BACKGROUND AND AIMS: Although the efficacy and safety of omalizumab (OMA) in uncontrolled severe allergic asthma has been demonstrated in several randomised controlled trials (RCTs), information on the treatment in a practice-related setting is limited. Thus, the purpose of this prospective multi-centre study (XCLUSIVE) was to investigate the efficacy, compliance and utilisation of OMA therapy in real-life clinical practice in Germany. METHODS: One hundred ninety-five asthmatic patients initiated on anti-Immunoglobulin E (IgE) IgE treatment were followed-up for 6 months. Forced expiratory volume in 1 s (FEV(1) ), exacerbation rate, days of absence, asthma symptoms [Asthma Control Questionnaire (ACQ)], a Global Evaluation of Treatment Effectiveness (GETE) and medication use were assessed. RESULTS: Measured outcome variables improved after a 16-week treatment period with OMA (FEV(1) +13.7% predicted P < 0.05, exacerbation rate -74.9% P < 0.0001, days of absence -92.1% P < 0.001, ACQ -43.7% P < 0.0001). Investigators evaluated the effectiveness of OMA by GETE in 78.8% as excellent or good (responder), and in 12.6%/8.6% as moderate/poor or worse (non-responder). Responders demonstrated better improvement of FEV(1), exacerbation rate, days of absence, ACQ and reduction of oral corticosteroids compared with non-responders. CONCLUSION: Results of effectiveness strongly suggest that the efficacy demonstrated in RCTs can be transposed to a clinical practice-related setting.

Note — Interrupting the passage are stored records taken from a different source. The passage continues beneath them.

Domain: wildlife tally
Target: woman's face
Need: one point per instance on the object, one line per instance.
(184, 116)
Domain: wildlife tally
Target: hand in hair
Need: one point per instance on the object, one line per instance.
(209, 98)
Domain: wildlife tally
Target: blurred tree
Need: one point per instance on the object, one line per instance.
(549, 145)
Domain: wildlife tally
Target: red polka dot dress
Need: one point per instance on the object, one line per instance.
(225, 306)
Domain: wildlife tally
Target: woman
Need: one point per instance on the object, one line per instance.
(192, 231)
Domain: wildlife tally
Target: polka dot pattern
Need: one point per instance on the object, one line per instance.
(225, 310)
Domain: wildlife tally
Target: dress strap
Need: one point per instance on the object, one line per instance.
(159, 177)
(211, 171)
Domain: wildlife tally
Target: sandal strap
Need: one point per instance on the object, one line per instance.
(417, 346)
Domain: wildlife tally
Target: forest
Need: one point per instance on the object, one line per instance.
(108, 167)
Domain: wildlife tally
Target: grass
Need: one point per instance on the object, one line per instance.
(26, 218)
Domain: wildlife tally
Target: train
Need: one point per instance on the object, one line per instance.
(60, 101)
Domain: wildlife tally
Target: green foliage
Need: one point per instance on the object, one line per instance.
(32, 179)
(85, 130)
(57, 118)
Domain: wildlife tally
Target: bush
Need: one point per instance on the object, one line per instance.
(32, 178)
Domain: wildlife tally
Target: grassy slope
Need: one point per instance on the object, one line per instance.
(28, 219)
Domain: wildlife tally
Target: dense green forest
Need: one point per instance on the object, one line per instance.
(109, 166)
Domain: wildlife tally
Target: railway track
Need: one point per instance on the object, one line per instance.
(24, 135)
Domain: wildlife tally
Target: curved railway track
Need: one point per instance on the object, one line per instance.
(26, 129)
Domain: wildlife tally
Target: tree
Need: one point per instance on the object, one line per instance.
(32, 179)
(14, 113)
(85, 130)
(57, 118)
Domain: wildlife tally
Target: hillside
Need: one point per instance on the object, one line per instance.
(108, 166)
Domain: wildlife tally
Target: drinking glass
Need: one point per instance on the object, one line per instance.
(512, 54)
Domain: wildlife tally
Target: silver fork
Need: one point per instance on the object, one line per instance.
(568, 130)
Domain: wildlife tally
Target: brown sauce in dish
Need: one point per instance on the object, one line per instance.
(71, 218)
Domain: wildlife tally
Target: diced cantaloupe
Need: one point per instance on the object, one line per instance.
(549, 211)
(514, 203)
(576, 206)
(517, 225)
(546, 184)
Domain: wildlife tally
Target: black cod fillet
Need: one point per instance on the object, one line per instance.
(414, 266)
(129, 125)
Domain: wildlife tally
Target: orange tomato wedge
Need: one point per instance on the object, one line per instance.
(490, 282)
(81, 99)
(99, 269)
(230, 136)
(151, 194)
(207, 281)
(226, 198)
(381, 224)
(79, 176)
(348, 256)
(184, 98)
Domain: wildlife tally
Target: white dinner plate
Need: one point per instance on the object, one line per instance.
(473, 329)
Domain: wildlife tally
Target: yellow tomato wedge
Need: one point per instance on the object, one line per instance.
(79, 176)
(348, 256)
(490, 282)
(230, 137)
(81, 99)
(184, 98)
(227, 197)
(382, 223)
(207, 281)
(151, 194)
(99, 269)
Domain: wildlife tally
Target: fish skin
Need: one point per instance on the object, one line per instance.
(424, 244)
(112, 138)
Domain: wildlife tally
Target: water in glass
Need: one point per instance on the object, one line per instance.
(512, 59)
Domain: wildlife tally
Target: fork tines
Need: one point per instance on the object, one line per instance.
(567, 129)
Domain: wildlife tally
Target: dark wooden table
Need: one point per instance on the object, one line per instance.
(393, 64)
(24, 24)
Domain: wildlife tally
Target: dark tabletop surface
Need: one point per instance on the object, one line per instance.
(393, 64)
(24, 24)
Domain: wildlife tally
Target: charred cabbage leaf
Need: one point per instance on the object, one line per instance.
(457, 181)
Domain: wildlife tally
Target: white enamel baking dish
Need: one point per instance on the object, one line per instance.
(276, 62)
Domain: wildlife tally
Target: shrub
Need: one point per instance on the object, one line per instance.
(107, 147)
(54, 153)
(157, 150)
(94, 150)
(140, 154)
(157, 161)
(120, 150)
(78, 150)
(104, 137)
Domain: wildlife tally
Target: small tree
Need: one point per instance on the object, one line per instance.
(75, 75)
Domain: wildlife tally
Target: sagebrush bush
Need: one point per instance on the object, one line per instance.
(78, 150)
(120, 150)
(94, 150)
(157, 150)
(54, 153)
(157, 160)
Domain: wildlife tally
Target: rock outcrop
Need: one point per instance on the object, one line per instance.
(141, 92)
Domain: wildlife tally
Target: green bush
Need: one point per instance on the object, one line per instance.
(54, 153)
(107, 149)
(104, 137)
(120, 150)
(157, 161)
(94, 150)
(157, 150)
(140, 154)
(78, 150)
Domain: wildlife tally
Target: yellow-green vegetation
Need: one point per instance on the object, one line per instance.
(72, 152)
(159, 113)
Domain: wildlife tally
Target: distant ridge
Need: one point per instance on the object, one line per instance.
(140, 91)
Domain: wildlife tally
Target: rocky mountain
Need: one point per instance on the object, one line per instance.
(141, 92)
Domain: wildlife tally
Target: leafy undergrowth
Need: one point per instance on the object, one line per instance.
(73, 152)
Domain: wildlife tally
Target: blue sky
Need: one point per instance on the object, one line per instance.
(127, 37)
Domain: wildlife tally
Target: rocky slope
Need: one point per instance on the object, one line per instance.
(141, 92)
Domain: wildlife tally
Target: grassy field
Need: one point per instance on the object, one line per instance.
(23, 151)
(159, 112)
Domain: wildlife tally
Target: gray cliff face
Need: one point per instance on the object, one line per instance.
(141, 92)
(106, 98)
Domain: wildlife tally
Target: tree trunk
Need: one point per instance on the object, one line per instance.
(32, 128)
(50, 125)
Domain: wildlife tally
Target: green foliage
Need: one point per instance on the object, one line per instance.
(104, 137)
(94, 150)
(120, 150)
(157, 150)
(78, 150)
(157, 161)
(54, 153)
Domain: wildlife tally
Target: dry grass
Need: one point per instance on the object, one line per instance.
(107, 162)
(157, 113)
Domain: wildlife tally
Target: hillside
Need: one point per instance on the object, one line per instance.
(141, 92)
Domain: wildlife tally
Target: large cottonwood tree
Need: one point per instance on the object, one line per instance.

Effectiveness of omalizumab in patients 50 years and older with severe persistent allergic asthma.

BACKGROUND: Omalizumab is approved for the treatment of severe allergic asthma. OBJECTIVES: To compare the efficacy of omalizumab therapy in patients 50 years or older with patients younger than 50 years. METHODS: Between November 2005 and November 2007 a total of 174 asthma patients 50 years or older (40.7% male, 51.1% taking oral corticosteroids, and mean [SD] serum IgE level of 315 [353] U/L) and 297 asthma patients younger than 50 years (40.0% male, 50.5% taking oral corticosteroids, and mean [SD] serum IgE level of 363 [431] U/L) who met the European Union criteria for add-on therapy with anti-IgE were treated prospectively with omalizumab for 4 months as part of 2 postmarketing surveillance trials. RESULTS: Compared with the pretrial period omalizumab treatment reduced the rate of severe exacerbations in patients 50 years or older by 68.9% (P < .001) and in patients younger than 50 years by 75.4% (P < .001). After 4 months there was a marked reduction of daily asthma symptoms and nocturnal awakenings by 67.8% and 72.6% in the older and by 79.3% and 82.5% in the younger patients, respectively (P < .001, all 4 comparisons). In 60% of patients 50 years or older lung function improved compared with 69% of patients younger than 50 years. Efficacy of omalizumab was rated as excellent or good by most physicians in patients 50 years or older (68.4%) and younger than 50 years (76.8%, P = .05 elderly vs younger). Adverse events were reported in 35.5% of patients 50 years or older and 32.1% of patients younger than 50 years. There was a higher rate of discontinuation of omalizumab therapy in older patients (20.9% vs 11.1%, P = .006). CONCLUSIONS: The present study confirms the clinical efficacy of omalizumab in patients with severe allergic asthma irrespective of age in a real-life setting outside the omalizumab trial program.